The End of Bipolarity
Chapter 1 of Class 12 Political Science (Contemporary World Politics) examines the collapse of the Soviet Union and the Soviet-led Second World, tracing the Soviet system's structure, the causes of the USSR's disintegration in 1991, the painful shock therapy transitions to capitalism that followed, and what it all meant for India's foreign policy.
- 1The Berlin Wall, built in 1961 to separate East and West Berlin, was more than 150 km long, stood for 28 years, and was broken by the people on 9 November 1989, marking the beginning of the end of the communist bloc and the unification of Germany.
- 2The USSR was founded after the 1917 Russian Revolution on socialist principles: state ownership of land and productive assets, a centrally planned economy, and the Communist Party of the Soviet Union as the sole political party with no opposition allowed.

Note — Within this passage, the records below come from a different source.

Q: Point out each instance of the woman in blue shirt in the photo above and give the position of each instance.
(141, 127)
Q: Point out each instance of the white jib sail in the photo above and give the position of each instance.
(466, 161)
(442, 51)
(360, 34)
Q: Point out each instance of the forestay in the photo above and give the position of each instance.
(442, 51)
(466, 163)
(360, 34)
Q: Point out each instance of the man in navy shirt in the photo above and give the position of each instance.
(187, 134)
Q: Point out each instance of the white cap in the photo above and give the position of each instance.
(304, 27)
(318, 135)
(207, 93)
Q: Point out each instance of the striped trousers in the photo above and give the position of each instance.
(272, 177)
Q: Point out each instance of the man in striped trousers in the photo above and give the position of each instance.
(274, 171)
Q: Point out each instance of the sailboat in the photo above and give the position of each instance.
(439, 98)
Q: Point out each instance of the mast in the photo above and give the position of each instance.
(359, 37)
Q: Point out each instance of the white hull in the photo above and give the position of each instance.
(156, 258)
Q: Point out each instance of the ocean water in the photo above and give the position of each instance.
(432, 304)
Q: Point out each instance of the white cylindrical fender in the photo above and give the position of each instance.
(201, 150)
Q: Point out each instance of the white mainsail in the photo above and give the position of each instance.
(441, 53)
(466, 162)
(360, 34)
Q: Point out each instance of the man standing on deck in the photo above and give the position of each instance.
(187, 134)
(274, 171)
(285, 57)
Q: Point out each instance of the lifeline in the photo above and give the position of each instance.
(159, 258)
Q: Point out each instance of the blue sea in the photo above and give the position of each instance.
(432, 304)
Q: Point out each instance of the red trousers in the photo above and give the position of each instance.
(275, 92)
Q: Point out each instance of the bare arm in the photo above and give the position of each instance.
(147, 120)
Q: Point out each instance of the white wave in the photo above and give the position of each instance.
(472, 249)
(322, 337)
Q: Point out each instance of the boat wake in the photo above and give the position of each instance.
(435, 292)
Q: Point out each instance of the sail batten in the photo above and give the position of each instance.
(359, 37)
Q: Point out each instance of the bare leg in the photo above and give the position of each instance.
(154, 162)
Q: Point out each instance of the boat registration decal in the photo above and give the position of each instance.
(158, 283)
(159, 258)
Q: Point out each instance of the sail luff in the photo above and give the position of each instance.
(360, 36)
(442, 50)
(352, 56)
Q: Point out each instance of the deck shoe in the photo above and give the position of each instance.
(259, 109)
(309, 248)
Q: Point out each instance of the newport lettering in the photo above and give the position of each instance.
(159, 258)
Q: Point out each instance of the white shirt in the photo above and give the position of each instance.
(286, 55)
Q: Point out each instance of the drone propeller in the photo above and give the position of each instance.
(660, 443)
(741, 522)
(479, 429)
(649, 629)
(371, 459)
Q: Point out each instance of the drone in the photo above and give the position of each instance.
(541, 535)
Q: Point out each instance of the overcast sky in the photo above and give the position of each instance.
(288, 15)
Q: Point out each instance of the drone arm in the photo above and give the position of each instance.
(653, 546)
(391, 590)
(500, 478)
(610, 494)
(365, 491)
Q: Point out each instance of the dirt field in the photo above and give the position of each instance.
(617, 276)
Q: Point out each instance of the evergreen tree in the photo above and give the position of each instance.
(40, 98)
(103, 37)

- 3Mikhail Gorbachev, General Secretary from March 1985, introduced perestroika (restructuring) and glasnost (openness) to modernise the system; he also withdrew Soviet troops from Afghanistan and Eastern Europe and helped unify Germany, but his reforms unleashed nationalist forces he could not control.
- 4In December 1991, Russia, Ukraine and Belarus declared the Soviet Union disbanded by annulling the 1922 founding treaty; the Commonwealth of Independent States (CIS) was formed, and Russia inherited the USSR's seat in the UN Security Council and all its international commitments.
- 5The Soviet economy stagnated due to the enormous cost of the arms race, maintaining satellite states in Eastern Europe and the five Central Asian Republics, the 1979 invasion of Afghanistan, rampant corruption, and a Communist Party that was unaccountable to the people for over 70 years.